This invention relates to joining tables in databases, and in particular to hash join method of joining tables in databases.
Relational database store information as tables or relations. For example, in a database schema describing an organization, one relation may store information describing employees and another relation may store information describing departments. Each row of the department relation may represent a department and each row of the employee relation may represent an employee. Each relation may have a key that identifies a particular entity represented in the relation. For example, each employee may be associated with a key value that uniquely identifies the employee. Key values that identify employees can be employee id or social security numbers of employees. Similarly, the department relation may have a key based on the department name or a unique department id. The employee information may refer to a department associated with the employee using the corresponding department id. A user that wants to retrieve information combining the employee and department relation may issue a join query that specifies a join clause relating fields from the relation being joined.

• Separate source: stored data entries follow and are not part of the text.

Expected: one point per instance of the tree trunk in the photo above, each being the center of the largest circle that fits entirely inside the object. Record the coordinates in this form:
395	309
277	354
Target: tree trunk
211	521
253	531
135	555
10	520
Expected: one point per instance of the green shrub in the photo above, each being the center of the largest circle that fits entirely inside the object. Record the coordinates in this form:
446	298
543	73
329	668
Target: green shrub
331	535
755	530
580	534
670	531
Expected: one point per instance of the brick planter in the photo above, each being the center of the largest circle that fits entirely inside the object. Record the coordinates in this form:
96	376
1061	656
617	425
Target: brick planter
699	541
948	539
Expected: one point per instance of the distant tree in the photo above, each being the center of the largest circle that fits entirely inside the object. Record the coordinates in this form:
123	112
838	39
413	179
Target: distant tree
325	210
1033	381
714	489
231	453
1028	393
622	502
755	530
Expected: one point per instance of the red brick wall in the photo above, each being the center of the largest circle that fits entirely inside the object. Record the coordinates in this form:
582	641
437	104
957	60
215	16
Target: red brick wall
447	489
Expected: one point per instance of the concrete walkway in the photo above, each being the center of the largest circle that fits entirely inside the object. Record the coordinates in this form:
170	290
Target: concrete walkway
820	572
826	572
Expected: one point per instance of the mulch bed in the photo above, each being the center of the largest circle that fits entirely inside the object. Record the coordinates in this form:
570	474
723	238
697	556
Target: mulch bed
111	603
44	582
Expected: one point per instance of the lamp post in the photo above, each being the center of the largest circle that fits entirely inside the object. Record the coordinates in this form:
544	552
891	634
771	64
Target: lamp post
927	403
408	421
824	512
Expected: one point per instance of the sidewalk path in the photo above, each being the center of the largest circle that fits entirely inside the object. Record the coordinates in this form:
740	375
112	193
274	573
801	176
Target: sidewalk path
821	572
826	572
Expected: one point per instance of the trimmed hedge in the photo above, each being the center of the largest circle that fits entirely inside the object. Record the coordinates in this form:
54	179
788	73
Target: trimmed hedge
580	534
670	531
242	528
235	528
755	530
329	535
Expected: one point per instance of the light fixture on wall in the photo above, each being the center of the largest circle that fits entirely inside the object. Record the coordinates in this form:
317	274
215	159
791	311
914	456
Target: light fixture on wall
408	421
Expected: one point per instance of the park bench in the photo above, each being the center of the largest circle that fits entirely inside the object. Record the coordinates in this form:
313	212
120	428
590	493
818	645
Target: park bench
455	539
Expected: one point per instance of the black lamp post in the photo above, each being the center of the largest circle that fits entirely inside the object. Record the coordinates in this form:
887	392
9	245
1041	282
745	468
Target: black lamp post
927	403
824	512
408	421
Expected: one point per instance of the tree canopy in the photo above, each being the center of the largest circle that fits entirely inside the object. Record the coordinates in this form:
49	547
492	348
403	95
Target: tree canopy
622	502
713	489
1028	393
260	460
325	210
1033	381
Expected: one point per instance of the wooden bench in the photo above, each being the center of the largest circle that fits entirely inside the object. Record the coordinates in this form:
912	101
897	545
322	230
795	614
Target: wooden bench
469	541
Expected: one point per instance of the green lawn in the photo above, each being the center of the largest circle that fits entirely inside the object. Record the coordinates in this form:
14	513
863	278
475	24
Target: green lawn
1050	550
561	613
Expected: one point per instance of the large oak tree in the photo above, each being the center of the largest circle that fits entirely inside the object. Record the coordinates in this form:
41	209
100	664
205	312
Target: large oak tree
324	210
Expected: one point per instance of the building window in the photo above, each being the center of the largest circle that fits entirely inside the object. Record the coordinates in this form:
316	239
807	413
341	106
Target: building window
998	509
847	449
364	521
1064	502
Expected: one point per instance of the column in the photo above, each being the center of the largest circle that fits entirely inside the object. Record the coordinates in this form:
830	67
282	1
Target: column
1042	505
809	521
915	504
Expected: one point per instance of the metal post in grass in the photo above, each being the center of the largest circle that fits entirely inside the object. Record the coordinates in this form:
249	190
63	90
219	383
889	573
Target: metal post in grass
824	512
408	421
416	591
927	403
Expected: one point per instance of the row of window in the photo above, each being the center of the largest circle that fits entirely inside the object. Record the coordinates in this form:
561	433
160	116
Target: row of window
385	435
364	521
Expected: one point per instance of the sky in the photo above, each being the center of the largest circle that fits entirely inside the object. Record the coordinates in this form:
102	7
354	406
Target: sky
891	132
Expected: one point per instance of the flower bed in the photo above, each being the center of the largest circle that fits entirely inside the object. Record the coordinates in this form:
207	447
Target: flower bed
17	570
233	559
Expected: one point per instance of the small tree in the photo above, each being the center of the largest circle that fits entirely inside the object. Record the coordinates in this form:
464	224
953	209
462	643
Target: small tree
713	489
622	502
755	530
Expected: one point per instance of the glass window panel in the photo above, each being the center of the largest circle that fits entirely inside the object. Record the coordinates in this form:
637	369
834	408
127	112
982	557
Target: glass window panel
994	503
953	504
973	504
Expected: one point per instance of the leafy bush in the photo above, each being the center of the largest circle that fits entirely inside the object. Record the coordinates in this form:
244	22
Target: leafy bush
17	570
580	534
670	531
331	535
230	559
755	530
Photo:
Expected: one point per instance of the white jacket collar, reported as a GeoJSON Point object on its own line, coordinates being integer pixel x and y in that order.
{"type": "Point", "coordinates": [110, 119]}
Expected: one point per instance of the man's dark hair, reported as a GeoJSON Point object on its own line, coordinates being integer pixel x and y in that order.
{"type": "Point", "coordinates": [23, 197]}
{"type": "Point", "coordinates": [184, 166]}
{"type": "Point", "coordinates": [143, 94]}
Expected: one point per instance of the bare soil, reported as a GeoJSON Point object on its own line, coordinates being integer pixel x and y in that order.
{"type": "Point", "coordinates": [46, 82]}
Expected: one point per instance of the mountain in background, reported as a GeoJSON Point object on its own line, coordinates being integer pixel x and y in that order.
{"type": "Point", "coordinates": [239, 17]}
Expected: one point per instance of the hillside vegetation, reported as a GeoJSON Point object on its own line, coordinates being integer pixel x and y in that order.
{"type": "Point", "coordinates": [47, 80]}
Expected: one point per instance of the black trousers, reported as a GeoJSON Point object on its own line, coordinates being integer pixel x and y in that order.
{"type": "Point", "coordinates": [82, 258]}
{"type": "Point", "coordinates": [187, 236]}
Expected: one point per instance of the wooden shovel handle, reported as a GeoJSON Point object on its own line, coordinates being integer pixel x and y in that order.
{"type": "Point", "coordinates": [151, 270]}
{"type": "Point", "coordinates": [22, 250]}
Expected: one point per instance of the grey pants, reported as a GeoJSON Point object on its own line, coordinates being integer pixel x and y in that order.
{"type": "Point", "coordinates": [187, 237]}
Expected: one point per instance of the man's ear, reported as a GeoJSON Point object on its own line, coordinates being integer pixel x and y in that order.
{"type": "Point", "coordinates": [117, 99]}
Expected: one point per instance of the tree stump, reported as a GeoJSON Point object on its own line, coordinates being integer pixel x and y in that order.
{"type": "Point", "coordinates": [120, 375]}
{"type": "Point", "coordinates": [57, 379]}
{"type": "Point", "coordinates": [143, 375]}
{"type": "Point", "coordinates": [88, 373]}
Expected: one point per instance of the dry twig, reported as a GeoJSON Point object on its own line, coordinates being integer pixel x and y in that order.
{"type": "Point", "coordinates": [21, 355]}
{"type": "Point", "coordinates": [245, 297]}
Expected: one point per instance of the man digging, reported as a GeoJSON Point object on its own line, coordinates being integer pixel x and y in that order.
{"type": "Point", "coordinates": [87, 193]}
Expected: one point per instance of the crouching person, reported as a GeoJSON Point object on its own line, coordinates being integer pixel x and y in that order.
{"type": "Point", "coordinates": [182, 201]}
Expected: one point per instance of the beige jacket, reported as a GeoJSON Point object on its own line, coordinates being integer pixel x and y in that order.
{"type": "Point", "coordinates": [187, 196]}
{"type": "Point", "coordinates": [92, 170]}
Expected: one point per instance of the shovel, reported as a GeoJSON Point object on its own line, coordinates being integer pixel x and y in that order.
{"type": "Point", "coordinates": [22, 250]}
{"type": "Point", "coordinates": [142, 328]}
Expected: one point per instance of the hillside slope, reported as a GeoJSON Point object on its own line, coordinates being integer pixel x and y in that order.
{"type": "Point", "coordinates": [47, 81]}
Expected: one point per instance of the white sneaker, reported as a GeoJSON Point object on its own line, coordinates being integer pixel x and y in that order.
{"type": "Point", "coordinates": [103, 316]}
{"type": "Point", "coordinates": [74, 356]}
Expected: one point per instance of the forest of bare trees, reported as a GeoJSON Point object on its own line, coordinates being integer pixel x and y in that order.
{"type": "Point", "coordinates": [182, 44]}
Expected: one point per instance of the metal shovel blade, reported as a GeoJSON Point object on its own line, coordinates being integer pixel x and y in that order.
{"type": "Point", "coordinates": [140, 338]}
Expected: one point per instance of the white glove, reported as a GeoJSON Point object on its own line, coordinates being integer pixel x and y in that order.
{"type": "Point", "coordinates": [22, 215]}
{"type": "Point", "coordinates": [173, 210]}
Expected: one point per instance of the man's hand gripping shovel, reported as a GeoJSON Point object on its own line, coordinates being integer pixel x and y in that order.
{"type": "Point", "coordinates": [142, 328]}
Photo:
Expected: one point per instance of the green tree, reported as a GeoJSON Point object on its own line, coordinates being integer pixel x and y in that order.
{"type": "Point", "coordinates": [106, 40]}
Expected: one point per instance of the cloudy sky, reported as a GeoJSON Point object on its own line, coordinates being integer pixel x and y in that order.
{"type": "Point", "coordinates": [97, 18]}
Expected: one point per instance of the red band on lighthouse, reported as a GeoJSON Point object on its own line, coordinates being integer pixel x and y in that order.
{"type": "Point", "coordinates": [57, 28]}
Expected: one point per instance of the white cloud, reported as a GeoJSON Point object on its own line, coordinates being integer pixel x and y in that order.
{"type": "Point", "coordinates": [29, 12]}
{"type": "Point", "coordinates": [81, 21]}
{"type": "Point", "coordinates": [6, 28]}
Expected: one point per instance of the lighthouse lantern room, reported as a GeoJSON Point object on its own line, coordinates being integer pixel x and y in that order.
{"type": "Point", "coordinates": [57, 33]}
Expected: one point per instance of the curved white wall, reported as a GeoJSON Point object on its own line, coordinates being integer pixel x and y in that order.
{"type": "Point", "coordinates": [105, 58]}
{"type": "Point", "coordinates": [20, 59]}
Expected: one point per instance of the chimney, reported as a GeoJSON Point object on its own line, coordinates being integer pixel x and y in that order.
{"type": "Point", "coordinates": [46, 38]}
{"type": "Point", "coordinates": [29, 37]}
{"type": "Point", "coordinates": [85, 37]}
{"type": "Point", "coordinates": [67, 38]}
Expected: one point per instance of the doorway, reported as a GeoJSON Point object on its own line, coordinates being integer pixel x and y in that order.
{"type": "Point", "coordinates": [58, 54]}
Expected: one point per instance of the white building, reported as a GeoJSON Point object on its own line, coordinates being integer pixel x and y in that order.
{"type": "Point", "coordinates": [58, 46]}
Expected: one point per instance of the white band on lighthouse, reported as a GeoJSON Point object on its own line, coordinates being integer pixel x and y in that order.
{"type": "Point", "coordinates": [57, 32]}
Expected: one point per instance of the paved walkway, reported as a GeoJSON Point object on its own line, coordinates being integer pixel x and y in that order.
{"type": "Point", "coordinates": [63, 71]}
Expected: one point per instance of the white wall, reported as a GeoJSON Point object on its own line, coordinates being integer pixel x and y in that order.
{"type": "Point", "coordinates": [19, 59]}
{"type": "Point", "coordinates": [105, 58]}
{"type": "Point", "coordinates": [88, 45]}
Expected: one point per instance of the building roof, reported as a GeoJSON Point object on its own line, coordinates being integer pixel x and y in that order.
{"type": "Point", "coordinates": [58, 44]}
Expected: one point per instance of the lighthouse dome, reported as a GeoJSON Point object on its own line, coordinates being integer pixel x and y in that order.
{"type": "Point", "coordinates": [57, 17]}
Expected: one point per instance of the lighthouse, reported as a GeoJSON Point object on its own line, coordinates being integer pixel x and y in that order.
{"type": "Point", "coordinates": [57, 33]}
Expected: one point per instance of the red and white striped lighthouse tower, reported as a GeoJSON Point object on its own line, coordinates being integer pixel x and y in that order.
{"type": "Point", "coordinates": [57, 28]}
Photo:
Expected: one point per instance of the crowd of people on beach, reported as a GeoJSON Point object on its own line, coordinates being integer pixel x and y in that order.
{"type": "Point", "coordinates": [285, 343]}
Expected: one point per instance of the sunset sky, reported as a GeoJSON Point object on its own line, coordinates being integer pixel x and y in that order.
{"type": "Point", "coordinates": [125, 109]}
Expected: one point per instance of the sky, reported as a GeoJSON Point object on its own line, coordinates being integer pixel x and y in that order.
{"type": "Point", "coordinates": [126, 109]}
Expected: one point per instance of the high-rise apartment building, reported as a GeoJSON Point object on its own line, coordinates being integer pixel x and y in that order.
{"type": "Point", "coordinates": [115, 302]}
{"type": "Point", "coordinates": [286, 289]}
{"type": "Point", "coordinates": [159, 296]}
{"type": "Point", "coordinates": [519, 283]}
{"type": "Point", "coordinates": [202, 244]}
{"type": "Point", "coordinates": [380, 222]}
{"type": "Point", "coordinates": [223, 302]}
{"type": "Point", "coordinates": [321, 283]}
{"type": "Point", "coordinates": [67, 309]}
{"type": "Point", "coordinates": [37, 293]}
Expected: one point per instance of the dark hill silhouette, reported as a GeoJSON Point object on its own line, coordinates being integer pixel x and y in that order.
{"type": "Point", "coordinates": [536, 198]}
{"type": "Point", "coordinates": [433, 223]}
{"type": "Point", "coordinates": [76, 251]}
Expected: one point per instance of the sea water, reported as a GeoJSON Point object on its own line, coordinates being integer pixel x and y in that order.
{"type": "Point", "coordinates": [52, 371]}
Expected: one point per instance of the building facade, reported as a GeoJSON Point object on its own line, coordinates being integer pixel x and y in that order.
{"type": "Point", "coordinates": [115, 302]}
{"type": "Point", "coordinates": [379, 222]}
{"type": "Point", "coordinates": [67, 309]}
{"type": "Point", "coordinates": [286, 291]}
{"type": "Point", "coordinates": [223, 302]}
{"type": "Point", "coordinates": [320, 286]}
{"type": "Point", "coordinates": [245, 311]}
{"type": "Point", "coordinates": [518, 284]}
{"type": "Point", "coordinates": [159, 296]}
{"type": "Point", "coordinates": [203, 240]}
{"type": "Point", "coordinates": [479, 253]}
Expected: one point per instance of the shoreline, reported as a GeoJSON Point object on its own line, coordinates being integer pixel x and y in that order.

Various techniques are used by databases to perform joins of tables including nested-loop join, sort-merge join, and hash join. A hash join algorithm typically builds a hash table for one of the relations and probes the hash table for each record of the other table in the join relation. For performance reasons it is preferable to store the data structures used in the hash-join process in memory rather than on persistent storage e.g., disk. However, several scenarios cause the hash-join process to run out of memory, thereby requiring the structures to be stored on disk. This causes the performance of the queries based on the hash join process to be degraded. Bad performance of queries often requires analysis by experts to determine how to speed up the queries and may consume significant resources of development and support teams of an organization.